The gravity of the crime in which an offender participates is not the only factor which determines his culpability. As Gaudron, Gummow and Hayne JJ said in Wong v The Queen:
The selection of weight of narcotic as the chief factor to be taken into account in fixing a sentence represents a departure from fundamental principle. [2]
[2](2001) 185 ALR 233, 251.
I think that comparing the facts of one case with another is an exercise of very limited value. Nevertheless, some guidance appeared to be obtained by the sentencing judge from the decision of this Court in R v Franco[3]. In that case, the offenders were hired to unload a shipment of three tonnes of cannabis resin concealed in a shipping container carrying tile. The drugs had a very large potential value of up to $147 million. The offenders pleaded not guilty and were convicted after a trial. The Court allowed the offenders' appeals against sentence. Franco, who was involved in clearing the container through Customs and recruiting and organising his co-offenders, was sentenced to be imprisoned for a term of seven years with a non-parole period of four years. Those who were recruited to unload the cannabis were sentenced to be imprisoned for a term of five-and-a-half years with a non-parole period of three years' imprisonment. I do not think that the
sentencing judge erred in having regard to the decision in that case, and in fact no attack was made here upon the sentencing practices which exist in this state.
[3][2006] VSCA 301.
The constraints upon a court entertaining an appeal by the Crown against sentence are well known. An appellate court will not interfere with a sentence merely because the members of the court think that it is less than they would have imposed. Rather, the court will only intervene when material error in reasoning is discerned or where there is such inadequacy in sentence as itself to denote error.[4] As this Court said in Director of Public Prosecutions v Johnston:
It is not merely a question of concluding that a sentence is insufficient. It must be such as to establish clear and egregious inadequacy, as a sentence must be so disproportionate to the seriousness of the crime as to shock the public conscience and undermine public confidence in the ability of the courts to play their part in deterring the commission of crimes.[5]

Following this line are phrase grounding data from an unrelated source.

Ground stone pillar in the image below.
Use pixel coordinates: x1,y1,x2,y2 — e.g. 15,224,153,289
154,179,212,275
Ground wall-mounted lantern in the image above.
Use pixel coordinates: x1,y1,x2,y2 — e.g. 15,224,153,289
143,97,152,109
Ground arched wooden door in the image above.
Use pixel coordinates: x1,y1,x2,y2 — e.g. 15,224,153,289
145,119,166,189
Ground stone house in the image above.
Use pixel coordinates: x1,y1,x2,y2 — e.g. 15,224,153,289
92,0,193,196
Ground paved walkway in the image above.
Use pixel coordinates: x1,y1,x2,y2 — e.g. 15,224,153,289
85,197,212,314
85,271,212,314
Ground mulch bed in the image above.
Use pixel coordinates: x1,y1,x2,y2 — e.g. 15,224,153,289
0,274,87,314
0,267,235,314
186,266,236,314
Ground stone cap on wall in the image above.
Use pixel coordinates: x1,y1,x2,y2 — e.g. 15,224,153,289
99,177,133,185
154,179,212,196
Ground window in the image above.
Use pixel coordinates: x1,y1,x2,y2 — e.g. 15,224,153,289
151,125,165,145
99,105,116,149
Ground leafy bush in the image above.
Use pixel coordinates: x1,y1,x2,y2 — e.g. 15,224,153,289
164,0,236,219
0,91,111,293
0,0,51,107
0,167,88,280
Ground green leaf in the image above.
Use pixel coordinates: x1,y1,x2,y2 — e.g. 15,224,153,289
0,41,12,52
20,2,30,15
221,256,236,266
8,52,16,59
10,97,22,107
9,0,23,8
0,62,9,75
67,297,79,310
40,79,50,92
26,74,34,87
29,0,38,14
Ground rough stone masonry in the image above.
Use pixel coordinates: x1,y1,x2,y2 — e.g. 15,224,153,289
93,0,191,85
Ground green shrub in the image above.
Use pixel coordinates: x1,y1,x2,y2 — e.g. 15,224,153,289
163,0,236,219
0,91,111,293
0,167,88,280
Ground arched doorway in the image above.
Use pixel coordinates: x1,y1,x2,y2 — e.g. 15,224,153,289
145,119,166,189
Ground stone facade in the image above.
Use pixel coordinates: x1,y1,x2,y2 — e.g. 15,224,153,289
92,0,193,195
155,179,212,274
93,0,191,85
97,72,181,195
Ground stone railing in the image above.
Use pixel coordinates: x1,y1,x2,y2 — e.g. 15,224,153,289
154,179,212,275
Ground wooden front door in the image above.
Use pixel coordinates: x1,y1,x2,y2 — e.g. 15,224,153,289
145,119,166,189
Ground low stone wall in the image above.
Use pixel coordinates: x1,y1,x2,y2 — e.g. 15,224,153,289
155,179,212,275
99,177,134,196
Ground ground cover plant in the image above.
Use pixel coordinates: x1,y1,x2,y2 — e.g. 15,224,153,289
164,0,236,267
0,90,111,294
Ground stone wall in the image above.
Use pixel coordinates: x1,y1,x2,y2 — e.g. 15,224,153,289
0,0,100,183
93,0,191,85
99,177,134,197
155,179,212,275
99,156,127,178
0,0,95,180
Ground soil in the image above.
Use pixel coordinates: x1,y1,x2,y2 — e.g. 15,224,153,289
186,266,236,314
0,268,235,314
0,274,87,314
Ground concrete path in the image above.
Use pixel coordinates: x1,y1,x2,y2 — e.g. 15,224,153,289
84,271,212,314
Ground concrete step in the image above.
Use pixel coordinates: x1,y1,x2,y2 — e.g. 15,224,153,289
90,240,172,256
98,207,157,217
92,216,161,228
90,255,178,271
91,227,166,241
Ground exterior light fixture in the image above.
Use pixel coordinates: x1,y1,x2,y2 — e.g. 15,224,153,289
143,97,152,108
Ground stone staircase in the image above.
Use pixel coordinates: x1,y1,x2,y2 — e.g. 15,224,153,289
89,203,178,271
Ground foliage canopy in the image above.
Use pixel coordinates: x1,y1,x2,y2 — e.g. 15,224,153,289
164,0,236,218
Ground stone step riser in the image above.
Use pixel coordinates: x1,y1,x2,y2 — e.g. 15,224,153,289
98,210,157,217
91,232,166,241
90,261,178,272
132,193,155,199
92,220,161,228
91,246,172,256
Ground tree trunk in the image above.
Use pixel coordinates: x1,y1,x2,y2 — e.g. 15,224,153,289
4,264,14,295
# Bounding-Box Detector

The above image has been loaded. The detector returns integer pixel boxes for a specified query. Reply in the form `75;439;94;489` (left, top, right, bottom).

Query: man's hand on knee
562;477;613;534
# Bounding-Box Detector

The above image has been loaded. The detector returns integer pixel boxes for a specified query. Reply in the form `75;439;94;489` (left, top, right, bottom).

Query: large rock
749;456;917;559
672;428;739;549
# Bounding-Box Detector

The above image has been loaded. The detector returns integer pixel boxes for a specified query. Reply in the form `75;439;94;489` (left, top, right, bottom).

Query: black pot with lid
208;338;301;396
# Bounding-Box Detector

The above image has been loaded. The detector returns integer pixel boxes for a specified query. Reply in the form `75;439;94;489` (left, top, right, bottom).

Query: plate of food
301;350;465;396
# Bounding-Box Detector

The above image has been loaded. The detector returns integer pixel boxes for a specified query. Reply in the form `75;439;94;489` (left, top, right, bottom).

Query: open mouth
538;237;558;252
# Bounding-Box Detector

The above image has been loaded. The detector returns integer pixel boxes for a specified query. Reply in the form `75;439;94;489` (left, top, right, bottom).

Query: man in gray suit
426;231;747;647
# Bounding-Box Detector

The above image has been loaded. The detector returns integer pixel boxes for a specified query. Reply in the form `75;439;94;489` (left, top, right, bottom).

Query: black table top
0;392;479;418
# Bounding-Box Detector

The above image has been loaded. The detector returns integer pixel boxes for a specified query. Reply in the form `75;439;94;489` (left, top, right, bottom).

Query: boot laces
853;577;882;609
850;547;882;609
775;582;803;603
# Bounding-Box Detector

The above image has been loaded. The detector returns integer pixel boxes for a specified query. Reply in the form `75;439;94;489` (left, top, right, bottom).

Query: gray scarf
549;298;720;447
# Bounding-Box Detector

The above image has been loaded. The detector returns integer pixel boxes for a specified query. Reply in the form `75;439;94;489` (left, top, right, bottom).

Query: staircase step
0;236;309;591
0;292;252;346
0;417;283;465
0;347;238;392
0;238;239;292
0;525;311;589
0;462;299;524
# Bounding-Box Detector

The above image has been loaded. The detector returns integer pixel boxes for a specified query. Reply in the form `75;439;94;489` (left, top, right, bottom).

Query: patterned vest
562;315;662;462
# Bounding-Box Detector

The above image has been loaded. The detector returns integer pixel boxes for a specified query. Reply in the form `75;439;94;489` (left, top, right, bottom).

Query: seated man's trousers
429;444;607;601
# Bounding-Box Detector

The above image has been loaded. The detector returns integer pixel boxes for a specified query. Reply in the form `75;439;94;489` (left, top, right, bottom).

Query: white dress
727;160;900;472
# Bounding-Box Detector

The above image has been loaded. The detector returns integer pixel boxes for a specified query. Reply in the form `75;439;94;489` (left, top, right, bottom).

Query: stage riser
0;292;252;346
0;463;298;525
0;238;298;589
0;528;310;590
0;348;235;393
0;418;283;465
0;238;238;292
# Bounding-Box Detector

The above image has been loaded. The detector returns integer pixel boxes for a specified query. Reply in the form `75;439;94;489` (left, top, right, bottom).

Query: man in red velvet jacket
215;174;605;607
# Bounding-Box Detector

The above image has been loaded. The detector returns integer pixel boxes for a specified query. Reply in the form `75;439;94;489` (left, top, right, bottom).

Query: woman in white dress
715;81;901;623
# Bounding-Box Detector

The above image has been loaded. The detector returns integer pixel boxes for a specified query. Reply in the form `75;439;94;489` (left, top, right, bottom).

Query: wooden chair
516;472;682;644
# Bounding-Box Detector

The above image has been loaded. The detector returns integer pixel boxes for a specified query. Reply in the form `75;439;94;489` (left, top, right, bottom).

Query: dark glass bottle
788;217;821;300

[4]See DPP v Whiteside (2000) 1 VR 131; Griffiths v R (1977) 137 CLR 293; Malvaso v R (1989) 168 CLR 227; R v Clarke [1996] 2 VR 520.
[5](2004) 10 VR 85, [28]. See also DPP v Bright [2006] VSCA 147.
I think that the Crown's case here falls short of meeting those exacting requirements, even having regard to the undoubted gravity of the offence judged objectively. Accordingly, I would dismiss the appeal.
DODDS-STREETON JA:
I agree with the presiding judge that the appeal should be dismissed. The sentences imposed may be seen as lenient given each respondent's prior convictions and the relative worth of the compelling mitigating factors. Nevertheless, unless this Court fell into error in Franco, an authority on which the sentencing judge properly relied, and the sentences imposed in that case were inadequate, in the present cases, despite the weight of the drugs, the prior convictions and absence of pleas, it cannot be concluded that the sentences were manifestly inadequate, much less that they bespoke the degree of inadequacy or error necessary to justify curial intervention on a Crown appeal.
It was not a ground of appeal, nor was it contended, that Franco was in error. Although the appellant submitted, with some force in my view, that there is a tension between Franco and New South Wales authority, notably R v Kevanagh[6], for the reasons advanced by the respondents, this case is not in my view an appropriate vehicle for exploring that issue, or whether, if there is conflict, Kevanagh should be preferred.
[6](2004) 148 A Crim R 155.
HANSEN AJA:
I agree with their Honours, for the reasons that they give, that the appeal should be dismissed.
BUCHANAN JA:
The order of the Court will be that the appeal is dismissed.